図7 Kongou®/Hiryu®Plus 拡張後のバルーンリラップ状態

高度狭窄病変を積極的に治療する日本においては、バルーンカテーテルが狭窄病変を通過しないケースがしばしばある。近年、PCIガイドワイヤーの進化と術者のテクニックの向上、診断機器を活用した治療戦略などにより、難症例であってもワイヤーが病変を通過することがほとんどである。従って、より厳しい病変環境でのバルーンカテーテルの通過性能がより求められている。Tazuna®の細径品種含め、他メーカーのバルーンカテーテルも通過できない症例が存在している状況であり、また高度狭窄病変の治療は、患者様の予後を改善することが示されているため、難症例での通過性能をより向上させ、且つバルーンラプチャーしにくいバルーンカテーテルが要求されている。
病変を通過させるための1つの要素として、先端のプロファイル径が重要になっているため、1.0mm径の細径品種を揃え、より手元の力を効率よく伝えるシャフト構造に改良された新しいセミコンプライアントバルーンRyurei®(図9、10)を2018年に完成させた。ロングステント時代にも対応できるよう、バルーン長40mmまでサイズラインナップを増やし、Tazuna®以上に使うシチュエーションを選ばないバルーンカテーテルを追求した。

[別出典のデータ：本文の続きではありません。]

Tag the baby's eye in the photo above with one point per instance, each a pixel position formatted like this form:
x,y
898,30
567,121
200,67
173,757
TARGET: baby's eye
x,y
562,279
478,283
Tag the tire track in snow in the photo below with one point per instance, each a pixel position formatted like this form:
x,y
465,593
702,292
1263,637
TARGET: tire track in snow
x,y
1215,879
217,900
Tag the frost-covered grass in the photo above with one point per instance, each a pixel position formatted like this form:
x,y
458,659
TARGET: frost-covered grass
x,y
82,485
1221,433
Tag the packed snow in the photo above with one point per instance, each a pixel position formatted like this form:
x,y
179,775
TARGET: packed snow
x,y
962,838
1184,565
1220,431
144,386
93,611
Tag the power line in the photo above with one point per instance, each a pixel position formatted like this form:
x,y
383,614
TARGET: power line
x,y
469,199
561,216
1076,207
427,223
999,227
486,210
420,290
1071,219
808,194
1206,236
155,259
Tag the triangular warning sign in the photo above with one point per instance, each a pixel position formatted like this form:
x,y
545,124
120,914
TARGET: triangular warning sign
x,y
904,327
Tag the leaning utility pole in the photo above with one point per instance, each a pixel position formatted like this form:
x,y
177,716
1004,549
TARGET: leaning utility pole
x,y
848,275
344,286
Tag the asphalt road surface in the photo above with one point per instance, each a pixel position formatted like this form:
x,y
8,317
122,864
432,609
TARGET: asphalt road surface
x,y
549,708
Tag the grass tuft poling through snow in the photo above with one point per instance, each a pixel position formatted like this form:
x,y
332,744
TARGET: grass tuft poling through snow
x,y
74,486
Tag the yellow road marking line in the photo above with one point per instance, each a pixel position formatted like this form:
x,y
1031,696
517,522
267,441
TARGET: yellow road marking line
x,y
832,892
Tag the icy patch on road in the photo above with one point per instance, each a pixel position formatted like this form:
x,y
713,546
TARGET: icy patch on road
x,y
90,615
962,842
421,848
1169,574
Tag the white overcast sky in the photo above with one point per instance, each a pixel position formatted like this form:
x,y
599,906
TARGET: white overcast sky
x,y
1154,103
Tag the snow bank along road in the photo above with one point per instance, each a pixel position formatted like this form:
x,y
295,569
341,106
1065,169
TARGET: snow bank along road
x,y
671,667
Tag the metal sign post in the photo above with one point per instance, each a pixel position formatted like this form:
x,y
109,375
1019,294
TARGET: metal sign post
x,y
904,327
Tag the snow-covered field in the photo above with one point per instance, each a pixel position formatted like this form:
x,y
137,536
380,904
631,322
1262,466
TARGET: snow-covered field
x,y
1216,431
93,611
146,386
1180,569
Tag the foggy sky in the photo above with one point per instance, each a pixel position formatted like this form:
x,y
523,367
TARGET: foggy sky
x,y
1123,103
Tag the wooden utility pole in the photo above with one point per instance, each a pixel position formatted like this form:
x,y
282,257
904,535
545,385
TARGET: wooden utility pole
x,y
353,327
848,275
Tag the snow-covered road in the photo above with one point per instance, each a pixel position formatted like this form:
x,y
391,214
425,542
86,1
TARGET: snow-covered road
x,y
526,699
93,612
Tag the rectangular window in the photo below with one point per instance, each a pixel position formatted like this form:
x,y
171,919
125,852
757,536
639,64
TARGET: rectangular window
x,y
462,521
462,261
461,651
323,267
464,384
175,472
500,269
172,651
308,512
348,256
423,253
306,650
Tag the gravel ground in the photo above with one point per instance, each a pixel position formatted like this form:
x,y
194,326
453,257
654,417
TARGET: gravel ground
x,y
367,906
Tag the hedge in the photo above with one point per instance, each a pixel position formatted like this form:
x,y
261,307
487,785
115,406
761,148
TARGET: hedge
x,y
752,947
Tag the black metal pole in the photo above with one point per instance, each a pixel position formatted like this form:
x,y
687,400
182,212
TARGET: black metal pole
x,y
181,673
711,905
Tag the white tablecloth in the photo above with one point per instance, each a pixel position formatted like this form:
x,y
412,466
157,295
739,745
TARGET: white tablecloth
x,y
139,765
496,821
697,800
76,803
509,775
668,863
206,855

デイリーユースからComplex病変まで、幅広く活躍できることを願っている。


図9Ryurei®


図10Ryurei®

おわりに

国産メーカーであるテルモが日本国内のみならず、海外の先生方にも評価されるまでに成長できたのは、Stenoforcus®NT販売以前から、約30年間テルモのバルーンを支え続けていただいた、多くの先生方のお陰と感謝しております。誠に恐縮ではございますが、本紙面を借りて深く御礼申し上げます。
日本のモノ作りを大切にし、匠の技術と高い品質への拘りを持って、今後も先生方のお役に立てるよう、医療の発展に貢献できるよう、一層のチャレンジをして参りますので、引き続き、ご指導、ご鞭撻のほどよろしくお願い申し上げます。

OnePointComment│横井宏佳(福岡山王病院循環器センター)

私がPCIを初めた90年代初めバルーンはすべて30万円以上する高価な外国製のものだった。この壁を乗り越えようと、国産初の冠動脈拡張用バルーン開発に挑戦したのがテルモ社だった。プロトタイプは外国製に比べるとお世辞にも格好良いものではなく、病変通過性は悪く、工場、開発の方が何度も厳しい指導を受けていた。その後、テルモ社はへこたれることなく、愚直に現場のカテーテル医のニーズを聞き、改良を続け、患者さんのためにより良い安全なバルーンを求めてイノベーションを続けてきた。本稿の国産バルーン開発の歴史には開発者、工場のエンジニアの方々の汗と涙の結晶が含まれており、モノづくり日本の真髄が語られている。医療現場と共に作り込んだテルモのバルーンは、世界に誇れる技術と信頼のおける品質で、日本だけでなく世界へ発信されている。グローバルに認知されているJAPANQUALITYを、医療機器の分野でさらに浸透させて欲しい。